Halkın hukukunu hiçe sayarak, bireylerin yaşam hakkını elinden alarak, meşru hükümeti zor yoluyla devirmeye çalışarak yarattıkları kaos zihnimizi daha da berraklaştırmaktadır. Onlar bizi göremeseler de biz onları görüyoruz, hem de çırılçıplak ve gerçek yüzlerini. Çok çirkinler, hakikati deforme ederek yüzlerine geçirdikleri maskenin arkasından kolayca yalan söylüyorlar. En sevdikleri oyuncakları ölüm! Nitekim kendileri ölmekteler.
Bireysel hayatımızı, doğal toplumsal düzeni, siyasî yapıyı bozan müdahaleci yapının ortadan kaldırılması elzemdir. Fakat bu yeterli olmayacaktır.

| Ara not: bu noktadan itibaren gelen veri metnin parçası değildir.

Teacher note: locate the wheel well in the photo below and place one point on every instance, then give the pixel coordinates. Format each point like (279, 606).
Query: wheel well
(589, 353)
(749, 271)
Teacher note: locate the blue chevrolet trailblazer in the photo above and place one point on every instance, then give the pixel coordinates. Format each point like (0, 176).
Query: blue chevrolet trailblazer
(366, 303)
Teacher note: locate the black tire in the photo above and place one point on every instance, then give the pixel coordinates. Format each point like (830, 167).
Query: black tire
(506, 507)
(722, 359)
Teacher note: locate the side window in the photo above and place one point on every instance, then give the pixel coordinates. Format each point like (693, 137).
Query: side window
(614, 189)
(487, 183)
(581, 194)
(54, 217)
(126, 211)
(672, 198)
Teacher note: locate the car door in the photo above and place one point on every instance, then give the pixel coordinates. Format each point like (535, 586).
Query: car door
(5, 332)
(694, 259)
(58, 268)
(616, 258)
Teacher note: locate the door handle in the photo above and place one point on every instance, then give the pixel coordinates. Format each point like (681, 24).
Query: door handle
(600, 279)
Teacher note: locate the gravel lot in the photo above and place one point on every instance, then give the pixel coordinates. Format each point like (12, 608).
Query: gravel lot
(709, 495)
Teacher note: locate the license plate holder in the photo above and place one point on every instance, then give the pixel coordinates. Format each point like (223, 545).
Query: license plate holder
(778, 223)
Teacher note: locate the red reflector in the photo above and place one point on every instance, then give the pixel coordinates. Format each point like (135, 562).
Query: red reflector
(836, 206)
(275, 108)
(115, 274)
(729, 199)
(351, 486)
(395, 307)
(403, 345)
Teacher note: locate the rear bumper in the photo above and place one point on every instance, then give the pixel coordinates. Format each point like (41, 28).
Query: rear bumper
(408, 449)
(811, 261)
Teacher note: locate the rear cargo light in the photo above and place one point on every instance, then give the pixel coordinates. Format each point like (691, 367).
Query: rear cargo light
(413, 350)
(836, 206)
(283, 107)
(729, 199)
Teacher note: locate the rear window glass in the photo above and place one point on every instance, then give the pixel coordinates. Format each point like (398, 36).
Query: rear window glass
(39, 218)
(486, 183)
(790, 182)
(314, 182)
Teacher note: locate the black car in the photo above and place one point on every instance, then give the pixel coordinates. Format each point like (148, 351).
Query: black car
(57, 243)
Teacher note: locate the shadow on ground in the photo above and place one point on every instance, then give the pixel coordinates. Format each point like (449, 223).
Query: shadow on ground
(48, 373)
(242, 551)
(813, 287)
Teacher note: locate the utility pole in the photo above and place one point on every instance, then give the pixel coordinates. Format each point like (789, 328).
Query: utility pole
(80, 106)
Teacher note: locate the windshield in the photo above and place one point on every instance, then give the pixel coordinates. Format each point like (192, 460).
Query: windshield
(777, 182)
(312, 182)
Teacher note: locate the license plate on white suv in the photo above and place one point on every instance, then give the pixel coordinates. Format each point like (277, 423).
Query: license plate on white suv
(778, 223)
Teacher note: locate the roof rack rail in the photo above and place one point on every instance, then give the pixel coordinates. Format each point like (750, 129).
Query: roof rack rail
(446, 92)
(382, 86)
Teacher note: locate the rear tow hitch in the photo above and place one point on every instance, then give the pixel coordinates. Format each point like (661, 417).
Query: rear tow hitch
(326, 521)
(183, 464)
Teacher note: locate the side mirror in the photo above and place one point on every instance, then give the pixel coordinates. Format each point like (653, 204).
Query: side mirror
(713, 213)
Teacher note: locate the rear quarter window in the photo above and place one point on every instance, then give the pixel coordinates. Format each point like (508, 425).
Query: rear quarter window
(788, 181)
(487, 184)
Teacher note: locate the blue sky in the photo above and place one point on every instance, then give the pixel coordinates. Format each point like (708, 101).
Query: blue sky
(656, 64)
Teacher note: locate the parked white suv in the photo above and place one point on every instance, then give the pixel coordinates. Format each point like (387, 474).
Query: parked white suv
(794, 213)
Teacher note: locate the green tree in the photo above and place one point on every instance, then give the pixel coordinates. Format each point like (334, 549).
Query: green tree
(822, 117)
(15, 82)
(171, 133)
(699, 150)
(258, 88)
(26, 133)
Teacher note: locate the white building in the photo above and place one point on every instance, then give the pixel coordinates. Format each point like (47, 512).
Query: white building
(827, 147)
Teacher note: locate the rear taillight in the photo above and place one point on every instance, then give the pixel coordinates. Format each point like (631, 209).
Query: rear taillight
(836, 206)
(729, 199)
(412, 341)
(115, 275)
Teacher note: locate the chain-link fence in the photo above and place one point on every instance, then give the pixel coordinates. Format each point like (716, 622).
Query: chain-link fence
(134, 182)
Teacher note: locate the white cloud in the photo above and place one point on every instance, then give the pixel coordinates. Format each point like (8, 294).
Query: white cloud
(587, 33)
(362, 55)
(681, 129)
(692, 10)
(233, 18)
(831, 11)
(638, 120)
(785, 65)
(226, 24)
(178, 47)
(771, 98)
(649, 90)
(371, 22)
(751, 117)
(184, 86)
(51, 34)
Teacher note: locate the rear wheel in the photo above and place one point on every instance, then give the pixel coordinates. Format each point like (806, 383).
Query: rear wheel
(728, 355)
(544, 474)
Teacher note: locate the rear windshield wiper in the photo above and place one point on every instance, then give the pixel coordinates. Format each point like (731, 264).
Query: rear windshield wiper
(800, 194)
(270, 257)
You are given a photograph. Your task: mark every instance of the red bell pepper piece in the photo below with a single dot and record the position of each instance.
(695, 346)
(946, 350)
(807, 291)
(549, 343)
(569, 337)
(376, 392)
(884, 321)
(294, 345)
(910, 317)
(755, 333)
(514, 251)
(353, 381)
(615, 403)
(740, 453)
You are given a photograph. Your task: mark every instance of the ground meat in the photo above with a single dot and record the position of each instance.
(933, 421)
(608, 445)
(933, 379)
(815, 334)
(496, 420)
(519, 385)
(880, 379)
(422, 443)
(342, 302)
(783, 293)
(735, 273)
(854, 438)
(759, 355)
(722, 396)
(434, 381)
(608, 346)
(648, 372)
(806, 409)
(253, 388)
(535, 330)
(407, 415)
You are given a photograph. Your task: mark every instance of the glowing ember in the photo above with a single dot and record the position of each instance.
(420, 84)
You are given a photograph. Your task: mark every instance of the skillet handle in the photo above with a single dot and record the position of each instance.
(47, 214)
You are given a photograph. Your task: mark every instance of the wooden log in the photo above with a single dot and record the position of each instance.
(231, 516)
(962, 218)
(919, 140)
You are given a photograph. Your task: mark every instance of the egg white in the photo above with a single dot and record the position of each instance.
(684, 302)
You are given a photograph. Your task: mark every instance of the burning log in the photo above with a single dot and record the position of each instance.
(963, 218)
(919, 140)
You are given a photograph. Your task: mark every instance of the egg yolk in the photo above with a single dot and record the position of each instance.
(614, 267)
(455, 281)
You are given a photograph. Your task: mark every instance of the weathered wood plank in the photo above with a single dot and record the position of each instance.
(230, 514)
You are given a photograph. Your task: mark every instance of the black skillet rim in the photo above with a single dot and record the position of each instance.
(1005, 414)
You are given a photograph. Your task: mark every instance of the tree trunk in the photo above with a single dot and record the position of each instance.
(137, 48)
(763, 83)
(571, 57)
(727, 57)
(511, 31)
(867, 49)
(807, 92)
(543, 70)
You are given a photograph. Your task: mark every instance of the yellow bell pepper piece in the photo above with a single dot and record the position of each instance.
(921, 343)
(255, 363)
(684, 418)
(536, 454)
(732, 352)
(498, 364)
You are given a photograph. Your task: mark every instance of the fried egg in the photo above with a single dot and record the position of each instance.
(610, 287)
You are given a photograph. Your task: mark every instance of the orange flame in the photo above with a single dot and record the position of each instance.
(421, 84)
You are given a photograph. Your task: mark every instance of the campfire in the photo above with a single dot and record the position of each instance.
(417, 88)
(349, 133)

Bu yapının tasfiyesiyle ortaya çıkacak boşluğu doldurmak isteyen başka zinde güçlerin ortaya çıkması muhtemeldir. Bunun önüne geçmek için yenilenmek gereklidir. Sağlam bir restorasyon başlatılarak özgürlüğü esas alan ve toplumun her kesimiyle diyaloğa geçerek yapılacak çalışmalar olumlu sonuçlar doğuracaktır. Kurulacak istişare mekanizmalarını bozmaya yönelik hareketler olabilir ama kazandığımız tecrübeyi kritik akılla birleştirerek gerçek bir senteze ulaşabiliriz.